Bug 1467469

Summary: Coordinate fence test documentation and add a fence test section to fence configuration procedure
Product: Red Hat Enterprise Linux 7 Reporter: Keigo Noha <knoha>
Component: doc-High_Availability_Add-On_AdministrationAssignee: Steven J. Levine <slevine>
Status: CLOSED CURRENTRELEASE QA Contact: ecs-bugs
Severity: medium Docs Contact:
Priority: unspecified    
Version: 7.3CC: jruemker, kgaillot, knoha, rhel-docs, slevine
Target Milestone: rcKeywords: Documentation, Reopened
Target Release: ---   
Hardware: Unspecified   
OS: Unspecified   
Whiteboard:
Fixed In Version: Doc Type: If docs needed, set a value
Doc Text:
Story Points: ---
Clone Of: Environment:
Last Closed: 2017-12-12 16:36:06 UTC Type: Bug
Regression: --- Mount Type: ---
Documentation: --- CRM:
Verified Versions: Category: ---
oVirt Team: --- RHEL 7.3 requirements from Atomic Host:
Cloudforms Team: --- Target Upstream Version:
Embargoed:

Description Keigo Noha 2017-07-04 01:15:35 UTC
Document URL: 
https://access.redhat.com/documentation/en-US/Red_Hat_Enterprise_Linux/7/html/High_Availability_Add-On_Administration/s1-fenceconfig-HAAA.html

Section Number and Name: 
1.3. Fencing Configuration

Describe the issue: 
In this section, there is a way to configure the fencing. But there is no description for how to test it.

Some customers tend to do the network restart to confirm that the cluster doesn't affect the network restart because the network restart will not exceed the timeout in corosync.conf.
But corosync is monitoring the network interfaces used for monitoring other nodes.
Once the network devices are down, corosync will do recovery process(node restart).

So, the network restart while the corosync is working should not be executed.
And it is not a good way for fencing test.

Suggestions for improvement: 
We should add following sentence into the guide.
1. Network restart will trigger fencing the node which restarts the network even though the timeout is not exceeded.
2. Blocking the incoming/outgoing packet is one of the proper ways to test fencing.

Additional information:

Comment 9 Steven J. Levine 2017-07-12 16:59:56 UTC
The original issue -- noting that network restart causes fencing -- has been addressed but I'm moving this to 7.5 and changing the title to note that the focus of this BZ is now better fence test documentation.

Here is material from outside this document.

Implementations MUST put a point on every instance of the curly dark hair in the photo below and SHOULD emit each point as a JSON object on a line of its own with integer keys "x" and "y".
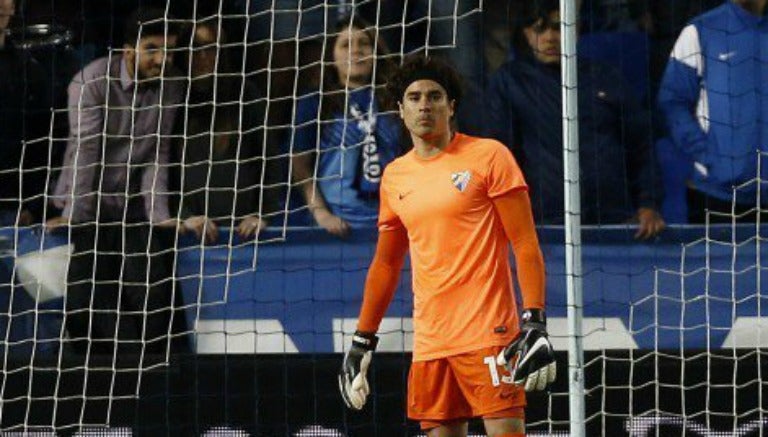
{"x": 527, "y": 13}
{"x": 417, "y": 67}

Comment 12 Steven J. Levine 2017-08-01 14:35:42 UTC
I will modify the note about network restart as part of the general update to this BZ -- coordinating the fence test documentation.  This is now noted as 7.5, but it can be updated on the Portal whenever we complete it.

Comment 16 Steven J. Levine 2017-08-15 15:06:46 UTC
The current note about network restart says this:


NOTE
Once fencing is configured and a cluster has been started, a network restart will trigger fencing for the node which restarts the network even when the timeout is not exceeded. For this reason, testing your fence device by disabling the network interface will not properly test fencing. For information on testing a fence device, see Fencing in a Red Hat High Availability Cluster. and How to test fence devices and fencing configuration in a RHEL 5, 6, or 7 High Availability cluster?. 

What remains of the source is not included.